Dennoch stimmt: Religion hat mit Wahrheit zu tun, Religionsunterricht dementsprechend mit dem Heranführen an diese Frage. Es ist gut, dass der Staat die Wahrheitsfrage in der Schule (theoretisch) nicht beantworten will – aber sie als unbeantwortbar oder irrelevant abzutun, wird ihrer Bedeutung nicht gerecht und beantwortet sie vielmehr schon in einer Weise, die Anmaßung ist.
Dagegen mag die Reduktion aller Fragen auf Nützlichkeit und persönliche Entwicklung der Schülerinnen und Schüler zwar anspruchsbegrenzend sein, aber es geht in Bildung und Entwicklung eben auch um das Übernützliche und Zweckfreie, nicht um der sofortigen Verwertung Gesuchte.

Religionsunterricht im schulischen Kontext halte ich deshalb für eine ambivalente Sache. Hier darf keine religiöse Vereinnahmung betrieben werden, sondern die Schülerinnen und Schüler sollen mit Lebensfragen und verschiedenen, auch religiösen Antworten konfrontiert werden, sich kritisch dazu verhalten und zu einer verantworteten Entscheidung gelangen können.
Dies ist nur durch die Förderung einer kritischen Perspektive leistbar, die nach dem existenziellen Engagement mindestens fragt.
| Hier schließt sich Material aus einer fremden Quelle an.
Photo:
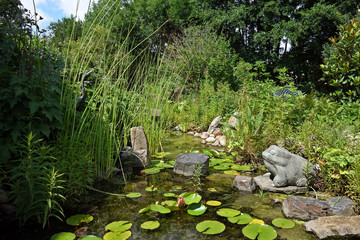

Denn konfessioneller Religionsunterricht ist etwas anderes und mehr als neutrale Religionskunde, die nur Daten und Fakten bieten will. 
 
Auch im Religionsunterricht wird keine Entscheidung forciert. Es geht nicht um Katechese und es kann um der staatskirchenrechtlichen Redlichkeit willen nicht als Primärziel um Wachstum im Glauben gehen.
Aber der Religionsunterricht soll praktische Urteilsfähigkeit auch im persönlichen Bekenntnis fördern und kann darum nicht in der Weise neuzeitlicher Wissenschaftlichkeit „etsi Deut non daretur“ (als ob es Gott nicht gebe) angeboten werden. Nähme er diesen gesellschaftlich weitgehend erwarteten Gestus an, würde er sich vollständig verleugnen, denn er hätte die Frage nach Gott damit schon abgetan und auf diese Weise beantwortet.
Dadurch kommt es zu einem Paradox – eine äußerst persönliche Sachlage wie die Frage nach Religion und ihren existenziell angehenden Ansprüchen soll in einem möglichst offenen Kontext präsentiert werden...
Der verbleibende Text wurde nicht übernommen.